(a) In any prosecution under this subchapter, in which the weight or quantity of a controlled substance is an element of the offense, the State need not prove that the defendant had any knowledge as to the weight or quantity of the substance possessed. The State need only prove that the defendant knew that the substance was possessed; and, that the substance was that which is alleged, and that the substance weighed a certain amount or was in a certain quantity.

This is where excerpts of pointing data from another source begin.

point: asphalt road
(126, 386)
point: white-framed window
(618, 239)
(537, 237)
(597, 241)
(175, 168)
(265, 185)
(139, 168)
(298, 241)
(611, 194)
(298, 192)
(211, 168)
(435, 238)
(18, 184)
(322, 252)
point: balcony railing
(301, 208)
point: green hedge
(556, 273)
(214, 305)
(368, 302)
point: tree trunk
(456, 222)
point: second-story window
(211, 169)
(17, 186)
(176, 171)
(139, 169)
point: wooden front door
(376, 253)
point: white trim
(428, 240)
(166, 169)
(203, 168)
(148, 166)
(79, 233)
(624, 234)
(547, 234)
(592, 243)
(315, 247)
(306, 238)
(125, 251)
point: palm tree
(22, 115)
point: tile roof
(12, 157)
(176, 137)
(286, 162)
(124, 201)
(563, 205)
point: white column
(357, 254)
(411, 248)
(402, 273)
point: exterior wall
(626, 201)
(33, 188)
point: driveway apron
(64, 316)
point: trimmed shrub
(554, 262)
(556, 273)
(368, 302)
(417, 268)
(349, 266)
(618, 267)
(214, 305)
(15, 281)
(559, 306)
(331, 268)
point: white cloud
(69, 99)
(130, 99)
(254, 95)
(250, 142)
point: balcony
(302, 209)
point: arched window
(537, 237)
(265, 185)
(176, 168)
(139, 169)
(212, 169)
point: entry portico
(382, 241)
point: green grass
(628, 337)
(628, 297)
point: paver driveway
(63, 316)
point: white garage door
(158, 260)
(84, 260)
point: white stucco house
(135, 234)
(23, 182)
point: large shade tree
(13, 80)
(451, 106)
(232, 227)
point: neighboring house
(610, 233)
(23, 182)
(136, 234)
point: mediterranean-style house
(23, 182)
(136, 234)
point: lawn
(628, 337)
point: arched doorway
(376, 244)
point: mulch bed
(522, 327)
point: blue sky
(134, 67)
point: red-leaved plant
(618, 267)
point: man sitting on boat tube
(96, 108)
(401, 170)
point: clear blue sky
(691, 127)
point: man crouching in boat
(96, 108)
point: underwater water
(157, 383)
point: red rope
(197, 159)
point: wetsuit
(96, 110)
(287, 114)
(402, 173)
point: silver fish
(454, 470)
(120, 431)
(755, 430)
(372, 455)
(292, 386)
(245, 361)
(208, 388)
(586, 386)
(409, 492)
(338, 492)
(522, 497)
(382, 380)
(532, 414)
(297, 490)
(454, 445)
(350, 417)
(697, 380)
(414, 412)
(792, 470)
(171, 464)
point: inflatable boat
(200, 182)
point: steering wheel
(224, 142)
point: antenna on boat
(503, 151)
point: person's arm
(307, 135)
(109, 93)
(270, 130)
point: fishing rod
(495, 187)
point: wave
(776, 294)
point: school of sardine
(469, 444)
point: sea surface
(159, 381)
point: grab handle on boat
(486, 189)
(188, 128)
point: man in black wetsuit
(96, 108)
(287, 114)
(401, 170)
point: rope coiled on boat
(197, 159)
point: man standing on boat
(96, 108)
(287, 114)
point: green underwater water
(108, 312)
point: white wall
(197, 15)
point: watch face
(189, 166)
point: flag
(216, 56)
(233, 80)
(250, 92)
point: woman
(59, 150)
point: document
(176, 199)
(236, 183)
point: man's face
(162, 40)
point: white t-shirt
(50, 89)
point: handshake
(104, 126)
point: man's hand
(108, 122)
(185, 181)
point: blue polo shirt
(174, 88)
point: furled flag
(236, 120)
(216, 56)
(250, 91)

(b) In any prosecution under this subchapter, in which the quantity of a controlled substance is an element of the offense, and the controlled substance is alleged to be a “prescription drug’' as defined in § 4701 of this title, and the alleged prescription drug consists of multiple doses that appear to be substantially identical, evidence that a chemist or other qualified witness properly tested one dose, and found the presence of a controlled substance, shall be prima facie evidence that the “substantially identical doses’' each contained the controlled substance that is a prescription drug for purposes of determining whether the State has proven the number of doses constituting the Tier quantities set forth in § 4751C(2)j. or (3)j. of this title. Nothing in this subsection precludes the right of any party to introduce any evidence supporting or contradicting evidence offered pursuant to this subsection.
(c) The identity or composition of a controlled substance, or a mixture containing a controlled substance, may be established by utilizing a hypergeometric sampling plan or other scientifically accepted methodology.
78 Del. Laws, c. 13, § 36; 80 Del. Laws, c. 38, § 1; 80 Del. Laws, c. 264, § 1; 82 Del. Laws, c. 217, § 5.